The company still has a long way to go, and its sales sank over the first six months of the calendar year. Despite that, investors seem happy with new CEO Gerry Smith and the fact that the company may be shrinking, but its profitability trend has moved in the right direction.

Image source: YCharts.

What happened

After closing 2016 at $4.52, shares in Office Depot rose to $5.64 at market close on June 30. That's a gain of $1.12 through the first half of the year, or just under 25%, according to data from S&P Global Market Intelligence. That's a major change from the first six months of 2016, when shares in the company fell by 44% because its merger attempt with rival Staples (NASDAQ: SPLS) failed.

Office Depot has struggled as stores have become less relevant to retail shoppers. Image source: Office Depot.

So what

In March, Office Depot reported Q4 results including net income from continuing operations of $55 million, or $0.10 per diluted share. That number benefited by $15 million from an extra week in the quarter, but even factoring that out, $40 million would be an improvement over Q4 2015, where net income from continuing operations was $31 million, or $0.06 per diluted share.

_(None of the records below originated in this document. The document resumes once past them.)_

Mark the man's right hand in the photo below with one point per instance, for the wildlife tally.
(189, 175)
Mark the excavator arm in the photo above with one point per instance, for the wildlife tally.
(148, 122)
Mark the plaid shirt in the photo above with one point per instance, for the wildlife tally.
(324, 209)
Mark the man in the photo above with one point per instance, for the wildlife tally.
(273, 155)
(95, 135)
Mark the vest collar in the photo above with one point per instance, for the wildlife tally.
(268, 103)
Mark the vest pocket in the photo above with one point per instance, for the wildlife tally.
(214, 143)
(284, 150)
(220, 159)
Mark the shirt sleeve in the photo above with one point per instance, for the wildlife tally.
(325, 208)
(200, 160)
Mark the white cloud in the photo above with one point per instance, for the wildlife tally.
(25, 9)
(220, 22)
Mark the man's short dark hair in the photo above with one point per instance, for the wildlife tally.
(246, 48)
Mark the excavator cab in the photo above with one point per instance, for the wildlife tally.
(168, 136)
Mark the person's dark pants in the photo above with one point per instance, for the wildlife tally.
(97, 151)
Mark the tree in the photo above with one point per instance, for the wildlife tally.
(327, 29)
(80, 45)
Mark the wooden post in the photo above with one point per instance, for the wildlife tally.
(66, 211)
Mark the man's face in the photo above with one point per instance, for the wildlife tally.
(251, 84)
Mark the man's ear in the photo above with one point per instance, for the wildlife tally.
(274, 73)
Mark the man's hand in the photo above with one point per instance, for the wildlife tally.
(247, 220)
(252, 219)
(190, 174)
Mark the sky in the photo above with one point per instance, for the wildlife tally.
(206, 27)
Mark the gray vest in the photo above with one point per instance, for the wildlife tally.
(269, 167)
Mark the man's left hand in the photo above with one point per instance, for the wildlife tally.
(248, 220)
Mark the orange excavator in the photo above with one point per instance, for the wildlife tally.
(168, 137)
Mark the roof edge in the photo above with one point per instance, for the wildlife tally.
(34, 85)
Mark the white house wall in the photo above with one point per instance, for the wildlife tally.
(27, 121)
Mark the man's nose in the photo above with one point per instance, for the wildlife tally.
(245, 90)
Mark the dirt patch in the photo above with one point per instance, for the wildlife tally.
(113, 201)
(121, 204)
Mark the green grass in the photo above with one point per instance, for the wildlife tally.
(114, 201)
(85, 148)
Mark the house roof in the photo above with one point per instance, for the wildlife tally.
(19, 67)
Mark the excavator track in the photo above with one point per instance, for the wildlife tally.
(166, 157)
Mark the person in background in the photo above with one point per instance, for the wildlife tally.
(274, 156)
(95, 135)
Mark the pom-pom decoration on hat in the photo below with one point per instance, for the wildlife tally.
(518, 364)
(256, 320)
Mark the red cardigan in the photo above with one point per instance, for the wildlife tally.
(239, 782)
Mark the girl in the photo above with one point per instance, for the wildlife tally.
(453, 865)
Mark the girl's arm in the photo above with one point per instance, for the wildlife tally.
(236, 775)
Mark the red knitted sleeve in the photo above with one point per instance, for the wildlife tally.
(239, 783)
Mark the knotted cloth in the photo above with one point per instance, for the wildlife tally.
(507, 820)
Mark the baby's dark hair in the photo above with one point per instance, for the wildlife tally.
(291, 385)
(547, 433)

Momentum continued in Q1 2017, when net income from continuing operations was $74 million, or $0.14 per share. That's up from $62 million, or $0.11 per share, in the same quarter a year ago.

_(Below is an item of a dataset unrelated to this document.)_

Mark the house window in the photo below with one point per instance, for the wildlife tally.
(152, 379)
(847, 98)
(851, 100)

"I am very pleased that we continued our positive momentum into the new year and delivered a strong earnings performance in the first quarter," said Smith, who noted that the company has sold it South Kore business while entering a deal to divest itself of operations in Australia and New Zealand. "Going forward, our focus is on executing against our strategic initiatives to grow the North American business."

Now what

Office Depot has somewhat stabilized its business and slightly improved its profit picture, but sales are still moving in the wrong direction. The company probably has too large a retail footprint, and its efforts to improve its digital business remain a major question mark. In addition, the company still faces a major unknown as Staples, its failed merger partner, recently made a deal to go private.

The first six months of the year show that the market likes the direction Office Depot has moved in. But the company has to show that at some point sales will stop falling, or else it will give back these gains.